C H A P T E R  26

image

Developing for Performance

Developing for Performance in packetC

In developing data-plane network applications for modern high-speed networks, there exists a trade-off between the limits of available processing power and the requirements for increased analytics within applications. With packetC, this battle rages on and must remain at the heart of any application design. Network applications must ensure low latency and minimization of processing in every algorithm possible in order to maximize the quantity of transactions that may be evaluated. Evaluating an application not only for valid logic but also for efficiency must become core to every packetC development project.

In many cases, the computation cannot be avoided; however, the time or location where the processing needs to occur can often be changed. For example, portions of an algorithm can be computed in advance and used as a lookup table trading off real-time processor budget in return for an increased amount of non-real-time computation and memory storage. Furthermore, many network systems need to collect metadata about packets and perform analytics where the metadata collection may occur in real time, but the analytics occur in a separate computational system in parallel to processor of other real-time transactions. In each of these examples, the processing paradigm must be elevated to a system level issue.

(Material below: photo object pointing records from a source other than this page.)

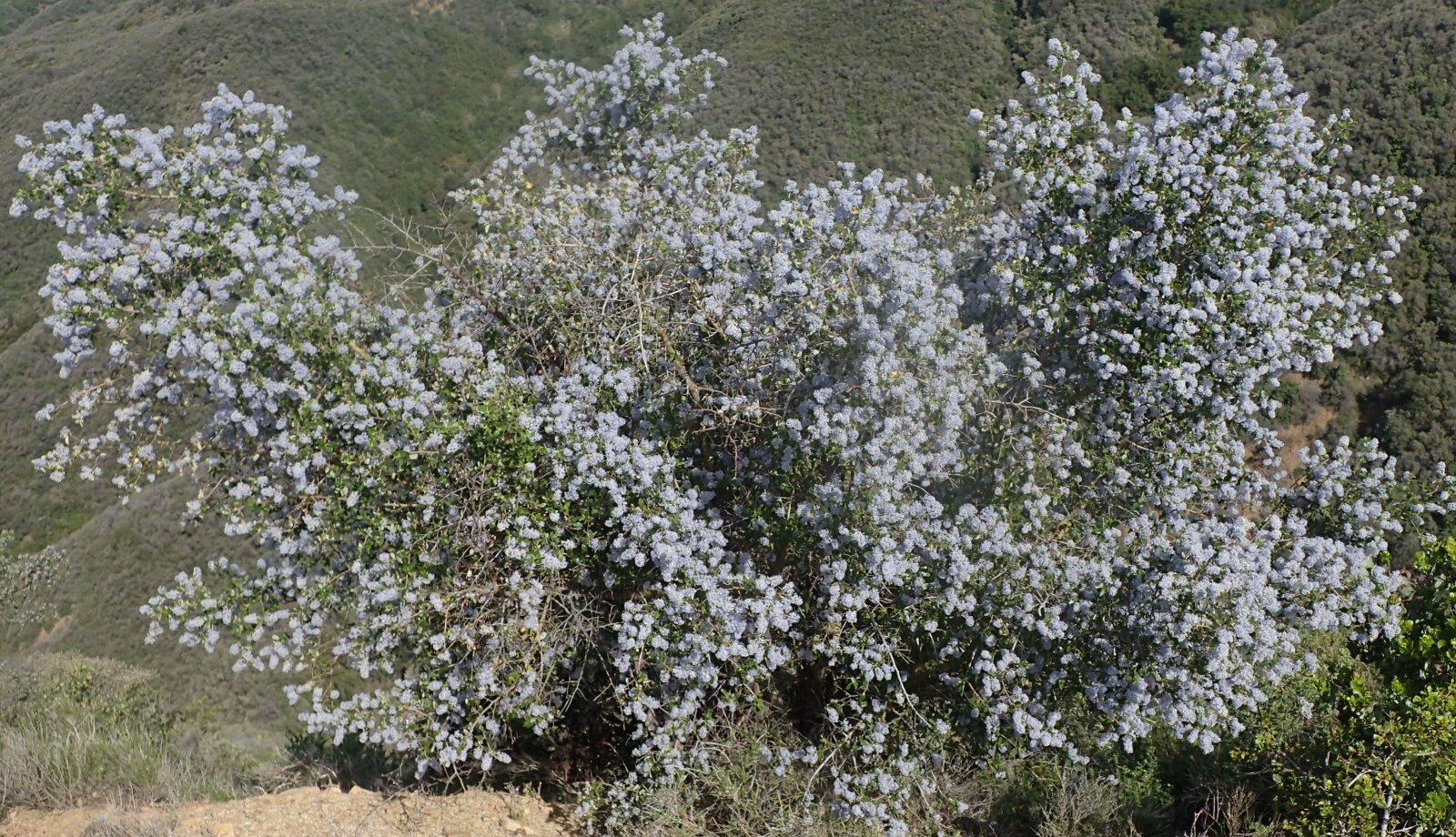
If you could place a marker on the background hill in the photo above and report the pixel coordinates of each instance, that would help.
(402, 98)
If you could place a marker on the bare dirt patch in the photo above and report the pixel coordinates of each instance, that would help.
(310, 812)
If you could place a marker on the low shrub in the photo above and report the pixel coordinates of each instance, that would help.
(79, 730)
(936, 477)
(1368, 747)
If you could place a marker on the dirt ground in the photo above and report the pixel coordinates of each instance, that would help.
(309, 812)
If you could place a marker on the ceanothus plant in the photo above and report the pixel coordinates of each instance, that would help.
(936, 475)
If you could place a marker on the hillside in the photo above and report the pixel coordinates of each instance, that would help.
(402, 99)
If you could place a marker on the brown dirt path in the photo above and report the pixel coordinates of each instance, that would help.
(309, 812)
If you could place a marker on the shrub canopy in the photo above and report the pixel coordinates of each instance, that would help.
(936, 475)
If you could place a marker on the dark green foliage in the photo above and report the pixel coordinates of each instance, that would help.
(404, 106)
(1369, 746)
(1394, 66)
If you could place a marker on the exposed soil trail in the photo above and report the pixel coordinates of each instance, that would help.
(309, 812)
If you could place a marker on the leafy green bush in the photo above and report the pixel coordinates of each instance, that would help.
(76, 728)
(1375, 749)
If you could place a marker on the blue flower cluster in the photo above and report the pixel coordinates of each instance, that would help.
(944, 475)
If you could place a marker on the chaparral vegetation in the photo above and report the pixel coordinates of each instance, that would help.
(637, 456)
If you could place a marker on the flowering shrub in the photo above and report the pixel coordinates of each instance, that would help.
(932, 475)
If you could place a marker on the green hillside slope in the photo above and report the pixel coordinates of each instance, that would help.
(398, 99)
(404, 98)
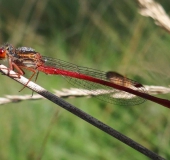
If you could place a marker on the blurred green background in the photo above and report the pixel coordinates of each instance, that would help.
(101, 34)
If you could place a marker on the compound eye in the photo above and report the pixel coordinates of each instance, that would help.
(2, 53)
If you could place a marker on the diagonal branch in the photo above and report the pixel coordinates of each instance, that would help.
(74, 110)
(72, 93)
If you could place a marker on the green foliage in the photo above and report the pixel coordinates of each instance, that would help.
(106, 35)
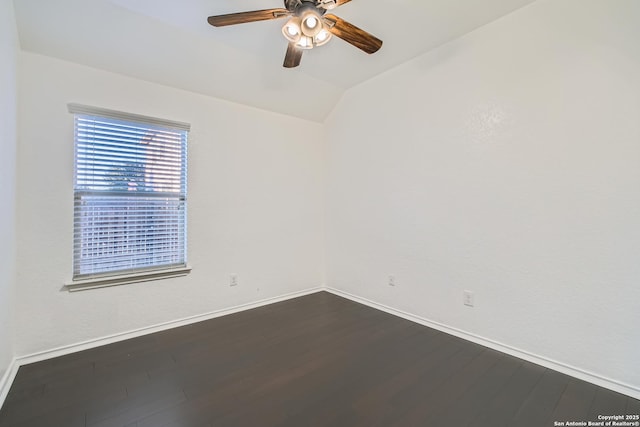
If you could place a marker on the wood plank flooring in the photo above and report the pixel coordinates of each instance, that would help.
(318, 360)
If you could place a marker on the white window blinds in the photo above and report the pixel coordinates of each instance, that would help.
(130, 193)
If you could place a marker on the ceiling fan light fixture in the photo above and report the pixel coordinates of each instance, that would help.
(291, 30)
(305, 42)
(322, 37)
(311, 24)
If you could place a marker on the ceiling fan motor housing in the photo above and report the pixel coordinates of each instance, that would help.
(299, 7)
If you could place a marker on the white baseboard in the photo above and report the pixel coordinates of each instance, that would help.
(7, 380)
(572, 371)
(9, 376)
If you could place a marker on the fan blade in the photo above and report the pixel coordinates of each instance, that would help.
(332, 4)
(242, 17)
(293, 56)
(352, 34)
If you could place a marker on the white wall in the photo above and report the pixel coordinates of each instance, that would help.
(507, 163)
(255, 206)
(8, 142)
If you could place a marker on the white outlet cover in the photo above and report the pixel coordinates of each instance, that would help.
(468, 299)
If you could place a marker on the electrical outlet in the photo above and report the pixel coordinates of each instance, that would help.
(467, 298)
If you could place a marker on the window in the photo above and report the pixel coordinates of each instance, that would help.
(130, 198)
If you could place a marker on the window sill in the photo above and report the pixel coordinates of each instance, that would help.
(125, 279)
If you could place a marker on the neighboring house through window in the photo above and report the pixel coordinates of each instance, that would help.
(130, 193)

This concept is not new and, actually, early computer systems were so constrained in their processing that lookup tables became one of the only ways that complex computations could be evaluated. In fact, many math books still include logarithm tables which are an equivalent form of the representation of processing trade-off for memory. Pages of tables are present with pre-computed logarithms for easy reference since computing them can be complex. This has been carried out for over a hundred years with sine, cosine and many other complex mathematical algorithms. Consider the difference in computing an arc-tangent of an integer without a floating point processor versus having a lookup table. This simple concept carried forward into a high performance packetC application can lead to substantial performance improvements.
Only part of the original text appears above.